The report also notes that this increased instability and the “gaps in governance can create an avenue for extremist ideologies and conditions that foster terrorism.”

According to Andrew Holland, senior fellow for Energy and Climate at the American Security Project, the Department of Defense has studied the effects of climate change for years. But this new report turns what used to be a prospective threat for military readiness into a present risk for the entire nation’s well-being, Holland told Vice.

Notably, the report explains that the Department of Defense’s response to climate change will follow two paths: first, planning for military resilience in the face of predicted climate changes; and second, cutting back on greenhouse gas emissions to offset the worst of the environmental damage. The Climate Change Adaptation Roadmap released this week, however, only looks at the military’s own capacities in light of global warming.

But here is, perhaps, what is most telling: the Defense Department report, while it stays firmly away from political skirmishes, does signal to politicians that the time for denial and delay is over.

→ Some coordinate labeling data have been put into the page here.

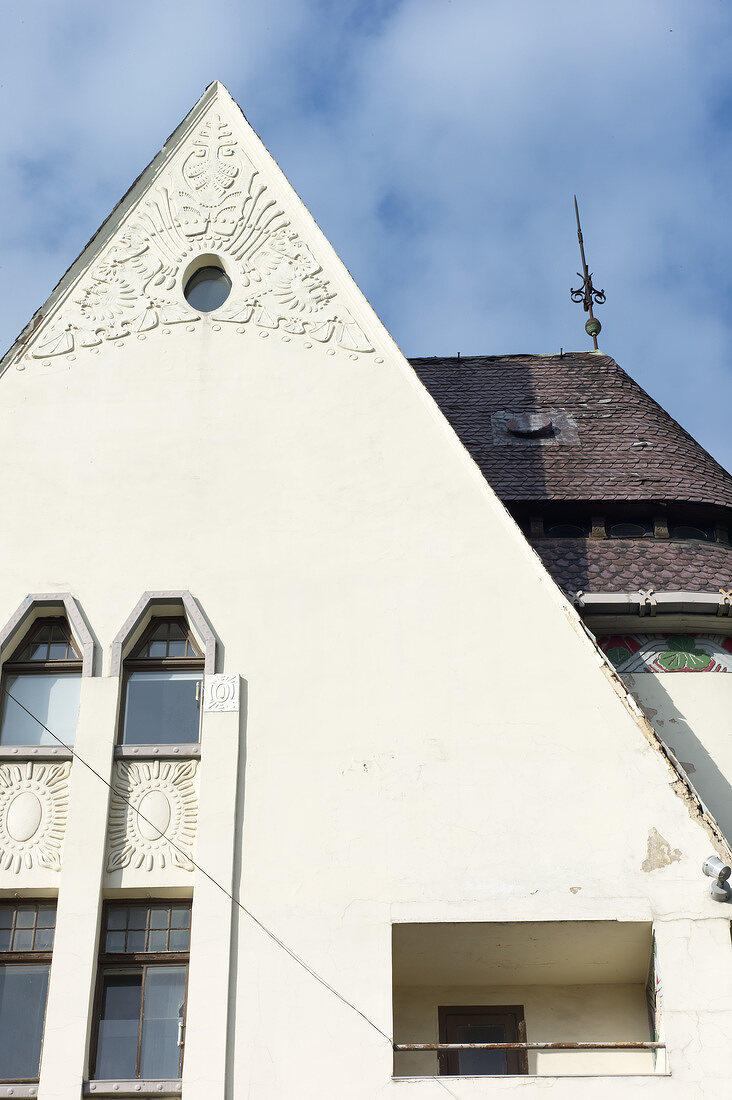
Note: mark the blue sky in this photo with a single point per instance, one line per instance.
(438, 144)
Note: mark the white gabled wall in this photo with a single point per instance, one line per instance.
(427, 736)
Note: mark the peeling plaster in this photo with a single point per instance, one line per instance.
(659, 853)
(680, 783)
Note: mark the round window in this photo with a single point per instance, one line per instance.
(207, 289)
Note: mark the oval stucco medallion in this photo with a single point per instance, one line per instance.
(156, 811)
(24, 816)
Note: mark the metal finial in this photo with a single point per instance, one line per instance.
(586, 293)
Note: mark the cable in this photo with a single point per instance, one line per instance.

Politics or ideology must not get in the way of sound planning, the plan concluded. Our armed forces must prepare for a future with a wide spectrum of possible threats, weighing risks and probabilities to ensure that we will continue to keep our country secure.

Whether the Defense Department’s authority is enough to offset the money and pull of the traditional energy industry in Congress is highly unlikely. But with each legitimate voice joining the clamor for proactive, aggressive action to prevent and respond to climate change, the climate change deniers are having a harder time making their case against science.

After all, nearly 400,000 people flooded New York a few weeks ago for the People’s Climate March. Once media outlets stop providing platforms for climate change deniers and politicians looking to fund their reelection campaigns with oil money — ahem, Fox News — perhaps that number might be even higher.